Our year in review - Paul Massara
At Sovereign our focus is always on our customers, and we know that the last year has been very challenging for many of them. The highest inflation for a generation has seen food prices and energy prices soaring, alongside rising interest rates and skills shortages. This has had a major impact on those on low incomes and created a challenging environment for businesses.
The tragic case of Awaab Ishak in Rochdale brought to national public attention what can happen when landlords fail in their duties. The coroner’s verdict in that case showed that far too many social housing tenants are living in homes that are not good enough. Upgrading our social housing stock must be a national mission, and at Sovereign we know that as well as improving how we address individual cases of damp and mould we need to address the root causes, home by home, neighbourhood by neighbourhood.
Housing associations exist to deliver over the long term, as well as responding to immediate need. We have an asset management plan that will raise the standards of our homes over the coming decades through understanding the condition of our properties, investing to upgrade to higher safety and sustainability levels and disposing of properties which we anticipate won’t be able to meet our Homes and Place standard.
The last year was challenging on a number of fronts including managing supply chains, recruiting new staff and the financial pressures bought about by inflation and a price cap on rents. But although those headwinds remain you can be assured that the Board is taking a long term approach in its decision making, for the benefit of customers, both of today and the future.
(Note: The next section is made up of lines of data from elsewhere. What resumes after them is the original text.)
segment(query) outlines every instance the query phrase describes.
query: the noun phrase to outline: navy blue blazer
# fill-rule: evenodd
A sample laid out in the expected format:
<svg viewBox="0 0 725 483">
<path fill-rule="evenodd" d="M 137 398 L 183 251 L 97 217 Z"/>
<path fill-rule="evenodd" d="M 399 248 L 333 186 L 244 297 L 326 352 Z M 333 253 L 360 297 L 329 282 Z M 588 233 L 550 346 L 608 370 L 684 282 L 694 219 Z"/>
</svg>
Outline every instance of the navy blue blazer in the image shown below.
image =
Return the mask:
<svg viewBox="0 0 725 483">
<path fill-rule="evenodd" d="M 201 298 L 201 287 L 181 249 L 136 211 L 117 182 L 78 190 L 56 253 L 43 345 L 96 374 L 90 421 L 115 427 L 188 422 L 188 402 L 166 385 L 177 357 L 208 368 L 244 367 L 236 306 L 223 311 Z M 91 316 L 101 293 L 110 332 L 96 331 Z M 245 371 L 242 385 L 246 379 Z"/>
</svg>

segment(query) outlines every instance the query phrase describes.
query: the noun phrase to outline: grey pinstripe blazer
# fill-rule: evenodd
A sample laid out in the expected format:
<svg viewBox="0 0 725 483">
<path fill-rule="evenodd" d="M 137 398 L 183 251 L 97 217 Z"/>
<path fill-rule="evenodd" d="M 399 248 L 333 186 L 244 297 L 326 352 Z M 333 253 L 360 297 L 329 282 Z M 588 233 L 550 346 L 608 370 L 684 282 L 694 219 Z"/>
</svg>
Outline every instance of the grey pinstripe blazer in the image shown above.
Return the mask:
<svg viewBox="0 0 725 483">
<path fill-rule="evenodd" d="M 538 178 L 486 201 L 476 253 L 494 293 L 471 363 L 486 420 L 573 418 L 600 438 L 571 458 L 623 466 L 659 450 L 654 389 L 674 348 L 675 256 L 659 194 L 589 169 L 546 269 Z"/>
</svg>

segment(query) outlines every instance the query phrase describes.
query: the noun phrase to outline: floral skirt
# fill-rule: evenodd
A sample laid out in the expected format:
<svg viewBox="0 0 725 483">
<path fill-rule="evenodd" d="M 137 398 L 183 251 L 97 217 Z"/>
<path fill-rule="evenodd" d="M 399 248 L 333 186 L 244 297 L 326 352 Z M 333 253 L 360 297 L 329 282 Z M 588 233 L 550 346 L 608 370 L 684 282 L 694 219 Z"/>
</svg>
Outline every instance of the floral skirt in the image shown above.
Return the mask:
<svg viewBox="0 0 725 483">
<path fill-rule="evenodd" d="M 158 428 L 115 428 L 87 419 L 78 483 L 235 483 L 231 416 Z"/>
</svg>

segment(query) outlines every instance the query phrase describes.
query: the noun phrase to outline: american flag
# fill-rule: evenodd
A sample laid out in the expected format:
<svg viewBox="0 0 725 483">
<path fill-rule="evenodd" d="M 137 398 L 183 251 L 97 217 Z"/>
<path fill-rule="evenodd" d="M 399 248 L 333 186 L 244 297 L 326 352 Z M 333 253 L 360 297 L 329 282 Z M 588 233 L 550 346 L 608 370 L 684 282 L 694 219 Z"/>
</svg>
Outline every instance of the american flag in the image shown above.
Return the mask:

It is in this context that the Board has proposed a merger with Network Homes. Indeed, in part, the case for merger was heavily influenced by the external context. To tackle the challenges we face as businesses and as a sector we need new, innovative and brave solutions. Using the unique strengths of both Sovereign and Network Homes we believe that we can become much more than the sum of our parts, providing more good quality affordable homes and sector-leading services for our customers.
Customer satisfaction levels are not as high as we want this year and we have had to prioritise helping those most in need. This reflects a sector and UK-wide trend, compounded by economic hardship as well as public awareness of health and safety concerns. To support customers in the cost-of-living crisis we created a new Customer Support Fund, providing £1.5m of support with essential items, debt advice, employability coaching and increasing support for those in fuel poverty. We’ve also made it easier to award funds in response to increased demand for grants, benefitting over 50,000 people this year and securing over £1 million in matched funding. Our planned merger doesn’t change our ambitious plans, it accelerates them, and gives us the strength and capacity to create real positive change for our customers, communities and people.
If the merger goes ahead as planned, Sovereign Network Group will have over 80,000 homes, serving over 210,000 customers and will be in the top six housing associations by size, with the aim of being in the top three by development programme. We will be able to invest around £9.2 billion in our existing and new homes, allowing us to create 20% more new homes over the next decade. And we will create a new community foundation, investing £100m in the next 10 years.
None of this would be possible without strong financial foundations. Despite the challenges of the last year, we have achieved an operating surplus of £123.9m and an overall surplus of £66m, money that we can reinvest in new affordable homes and in improving the condition of our existing stock. We’ve built 1,672 new homes this year, of which 94% are affordable. And we’ve invested more this year than last year in our existing homes, £303m compared to £237m last year.
Our total income is up – by £25.4m to £448.2m – mainly due to growing rental income. Our costs have risen dramatically this year as we felt the effect of rising repairs costs and a higher volume of repairs. Our balance sheet remains strong, with an asset base of £4.7bn, and borrowings well within market tolerances.
In my statement in last year’s annual report, I noted a governance downgrade to the second level of regulatory compliance from G1 to G2. This happened in June 2022. We have been working hard on a recovery plan to regain a G1 rating. I am very pleased that in November 2022 the Regulator removed the regulatory notice in relation to historic gaps in our date for building safety in communal areas, which was a key driver in the downgrade decision. Thanks to the efforts of colleagues across the business, but especially in the building safety team, we have put those right. We have been transparent and accountable with the Regulator throughout – who rightly noted the positive and constructive engagement with us. This year we can confidently report strong building safety compliance. The recovery programme is continuing with new ways of working and new datasets. Thanks to the efforts of our colleagues and our good governance the Regulator announced on 28 June that we have returned to the top G1 rated.
The Regulator downgraded the viability of 18 large housing associations, including Sovereign, to the second compliant grade of V2. This reflects the difficult environment and the risk attached to those with significant development programmes, including the more challenging context for banks and other lenders. This is still a compliant grade with which rating agencies and funders are comfortable. However, we are not complacent and will ensure that Sovereign retains robust financial foundations – a central pillar of our objectives without which we cannot deliver on our core social mission.